TRY TRY TRY TRY

For five glorious Tuesdays in the summer of 2011 I walked from our apartment on Graefestrasse and walked through Kreuzberg to Druckwerkstatt where I would design, set, and print something.

I would arrive in the print shop with an empty mind and a blank canvas, and emerge, 6 or 7 hours later, with a thing. It the annals of my creativity it was a summer to bookmark.

I woke up this morning to an email from a friend that was so full of light that some of it spilled over into me. And it is Tuesday. So I rousted myself up earlier than has been my pandemic habit, and got to the print shop by 9:30 a.m. With a blank canvas.

As I stood in front of the type cabinet, wondering what to do, I looked over at a collection of bits and bobs yet to be sorted and saw T, Y, and R, three wood letters that were a gift last summer from my friend Martin.

T Y R.

T R Y.

Go!

T and R an Y

I squirted a squirt of yellow ink onto the platen, such a pleasure, as it’s an intense yellow, the kind of yellow that you could live inside if you had to:

Yellow on the ink disc

I flipped the motor on the letterpress on and let the rollers quietly do their work turning the squirt into a sheen:

A sheen of yellow ink on the ink disc.

While this was happening, I took some letter-sized card stock and cut down each sheet into four to make postcard-sized cards:

Slicing up paper on the paper cutter.

And when that was done, I set the type; not hard to do with just three letters:

TRY set in wood type.

I mounted the chase in the press, put in a piece of scrap paper, and made my first TRY:

First TRY!

This is always the most uncomfortable time of the printing process for me: imperfection. The T and R are too close together. The T and the Y are heavier than the R. And there’s not enough ink. This purgatory makes me nervous, and I set quickly to work to get closer to heaven through the makeready.
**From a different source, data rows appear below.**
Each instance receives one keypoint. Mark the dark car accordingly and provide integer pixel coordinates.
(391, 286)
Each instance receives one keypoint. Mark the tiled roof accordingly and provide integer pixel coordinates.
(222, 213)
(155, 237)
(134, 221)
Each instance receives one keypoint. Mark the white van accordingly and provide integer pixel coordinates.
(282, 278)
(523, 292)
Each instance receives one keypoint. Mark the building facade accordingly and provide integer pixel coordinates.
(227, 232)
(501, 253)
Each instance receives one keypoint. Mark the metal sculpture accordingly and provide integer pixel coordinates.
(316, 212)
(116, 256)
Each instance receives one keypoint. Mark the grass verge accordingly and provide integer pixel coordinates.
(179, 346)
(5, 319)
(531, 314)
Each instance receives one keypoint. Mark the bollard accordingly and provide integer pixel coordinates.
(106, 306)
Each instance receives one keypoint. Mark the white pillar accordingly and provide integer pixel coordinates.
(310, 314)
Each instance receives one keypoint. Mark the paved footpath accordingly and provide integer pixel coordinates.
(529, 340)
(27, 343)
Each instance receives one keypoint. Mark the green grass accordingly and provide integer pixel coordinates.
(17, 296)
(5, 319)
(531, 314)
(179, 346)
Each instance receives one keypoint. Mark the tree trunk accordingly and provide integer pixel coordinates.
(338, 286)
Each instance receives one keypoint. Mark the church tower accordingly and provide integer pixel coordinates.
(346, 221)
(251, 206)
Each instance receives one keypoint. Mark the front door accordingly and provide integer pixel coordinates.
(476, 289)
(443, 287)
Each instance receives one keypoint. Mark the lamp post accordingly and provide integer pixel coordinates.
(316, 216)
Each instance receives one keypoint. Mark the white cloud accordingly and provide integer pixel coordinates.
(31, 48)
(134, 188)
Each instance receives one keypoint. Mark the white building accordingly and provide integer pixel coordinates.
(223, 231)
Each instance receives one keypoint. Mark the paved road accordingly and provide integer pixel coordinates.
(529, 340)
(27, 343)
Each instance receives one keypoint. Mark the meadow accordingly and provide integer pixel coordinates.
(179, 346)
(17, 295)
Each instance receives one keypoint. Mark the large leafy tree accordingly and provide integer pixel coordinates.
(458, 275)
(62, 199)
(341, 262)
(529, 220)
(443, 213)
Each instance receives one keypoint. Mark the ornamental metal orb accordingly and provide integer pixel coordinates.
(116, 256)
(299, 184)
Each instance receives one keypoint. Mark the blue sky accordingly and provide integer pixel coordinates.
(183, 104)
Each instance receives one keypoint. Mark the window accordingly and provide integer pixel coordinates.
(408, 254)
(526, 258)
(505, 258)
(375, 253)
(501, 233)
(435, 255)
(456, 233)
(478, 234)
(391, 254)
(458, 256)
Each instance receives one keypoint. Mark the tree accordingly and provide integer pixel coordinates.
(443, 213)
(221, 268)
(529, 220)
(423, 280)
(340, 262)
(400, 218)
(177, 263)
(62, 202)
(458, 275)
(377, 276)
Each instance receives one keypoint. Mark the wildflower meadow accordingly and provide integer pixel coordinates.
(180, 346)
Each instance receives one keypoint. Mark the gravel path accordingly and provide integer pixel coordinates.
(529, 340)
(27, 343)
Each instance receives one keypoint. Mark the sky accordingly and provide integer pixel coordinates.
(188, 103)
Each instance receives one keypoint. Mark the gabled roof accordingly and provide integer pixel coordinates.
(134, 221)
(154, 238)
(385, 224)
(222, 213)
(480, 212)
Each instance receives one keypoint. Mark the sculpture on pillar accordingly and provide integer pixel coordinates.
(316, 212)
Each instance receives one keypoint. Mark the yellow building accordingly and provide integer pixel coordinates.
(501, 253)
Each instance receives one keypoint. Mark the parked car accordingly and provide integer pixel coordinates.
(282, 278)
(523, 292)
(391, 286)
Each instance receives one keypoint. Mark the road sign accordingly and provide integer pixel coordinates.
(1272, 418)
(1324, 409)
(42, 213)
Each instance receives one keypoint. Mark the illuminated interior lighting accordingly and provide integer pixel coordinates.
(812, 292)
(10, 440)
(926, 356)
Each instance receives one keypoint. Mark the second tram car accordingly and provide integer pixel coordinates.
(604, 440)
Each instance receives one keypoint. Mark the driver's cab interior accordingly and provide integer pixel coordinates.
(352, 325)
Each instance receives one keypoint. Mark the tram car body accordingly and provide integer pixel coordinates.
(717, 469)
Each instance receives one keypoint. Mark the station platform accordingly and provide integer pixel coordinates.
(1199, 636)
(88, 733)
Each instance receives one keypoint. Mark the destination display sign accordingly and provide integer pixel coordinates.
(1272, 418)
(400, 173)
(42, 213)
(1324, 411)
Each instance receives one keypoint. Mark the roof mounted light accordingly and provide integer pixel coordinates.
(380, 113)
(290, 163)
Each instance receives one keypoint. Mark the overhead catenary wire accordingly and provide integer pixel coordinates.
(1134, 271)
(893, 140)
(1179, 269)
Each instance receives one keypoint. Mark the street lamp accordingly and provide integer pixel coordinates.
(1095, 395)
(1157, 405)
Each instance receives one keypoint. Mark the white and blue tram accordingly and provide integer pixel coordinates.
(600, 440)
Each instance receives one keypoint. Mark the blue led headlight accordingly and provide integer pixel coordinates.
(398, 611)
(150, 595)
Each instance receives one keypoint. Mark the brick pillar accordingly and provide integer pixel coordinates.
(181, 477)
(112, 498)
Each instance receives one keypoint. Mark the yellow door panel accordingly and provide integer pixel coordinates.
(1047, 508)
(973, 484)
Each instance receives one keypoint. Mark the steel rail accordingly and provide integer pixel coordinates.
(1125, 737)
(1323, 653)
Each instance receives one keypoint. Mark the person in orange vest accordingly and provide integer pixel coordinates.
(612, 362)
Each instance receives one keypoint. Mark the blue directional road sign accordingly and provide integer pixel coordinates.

First, I buttressed the R with a rectangle of tissue paper taped underneath:

Raising the R with tissue paper.

I added a shim between the T and the R to add some air, added a squidge more yellow ink, and added some additional packing to get a more satisfying print. The evolution was more satisfying:

First satisfying TRY

Even more so on a postcard:

TRY on a postcard

It’s hard to shoot video and to print at the same time while also staying safe, but here’s a glimpse at what printing a TRY looks like:

I was ready to print in earnest!

I zeroed the counter:

The letterpress counter at 00000.

And I printed. When I was done I had 50 TRYs to dry:

TRYs dry.

Letterpress counter at 50.

Would you like a TRY? Email me your name and postal address and I’ll put one in the mail as soon as they’re dry.

Comments

Gordon's picture
Gordon on March 31, 2020 - 17:47 Permalink

TRY to stay well, my friend.

Susan White's picture
Susan White on April 1, 2020 - 13:49 Permalink

I love when you write about your printing processes. I find it fascinating.